In Saudi Arabia’s Asir province, male members of the Qahtani (or in some other variants Tihama) tribe are known as ‘Flower Men’ for their intricately-made floral headpieces. The flower crowns of marigold, sage and basil are worn to enhance both beauty and health, as it is believed to help with headaches or sinus problems. You have already seen (if you bothered to read the previous entries) Ibrahim and Hudaish wearing traditional flower crowns on their heads, but today we revisit Abdul Hadi Ahmed Al Mahdi of Tamniah Heritage Museum and see his kids perform a traditional dance with daggers for us.

Upon our arrival, Bushra, the little girl with the basket, puts marigold necklaces around our necks to welcome us to this unforgettable experience. We are walking down the dried wadi, under the bridge and up to the giant tree under which the boys have unrolled the carpets and transformed this place into an outdoor majlis. The DJ wastes no time and starts pumping the music as soon as he sees us approaching and the kids start to dance.

This is not my first time seeing the tribesmen as some of them came to EXPO 2020, but even then when I shared their photos on social media, the reactions of people were mixed – why are the men wearing flowers on the head?
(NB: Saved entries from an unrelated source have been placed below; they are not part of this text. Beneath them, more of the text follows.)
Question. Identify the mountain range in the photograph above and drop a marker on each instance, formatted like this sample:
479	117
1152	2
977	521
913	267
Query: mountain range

What are these people, why, why, why? And this time also, I feel exploring heritage experiences is not for everyone and for some reason it makes plenty of people feel uncomfortable. However, these people welcomed us (especially me, a person from a completely different background, language and culture) with open hearts and shared their love for music, flowers and life.

We spent maybe more than an hour sitting around on the carpet, sipping Saudi coffee and sweet tea, chatting, men were dancing, the light rain was showering upon us but in non-bothering way. It was just a beautiful experience. The kids were so sweet and well-behaved, shy, but didn’t mind us taking photos of them.

Yet again, I will say – I am very grateful to have experienced the hospitality, to have seen a glimpse into the lives of people who are trying to preserve their original ways, and I hope they manage to keep their traditions alive, because they are just pure joy to experience.

Replace the fear of the unknown with curiosity.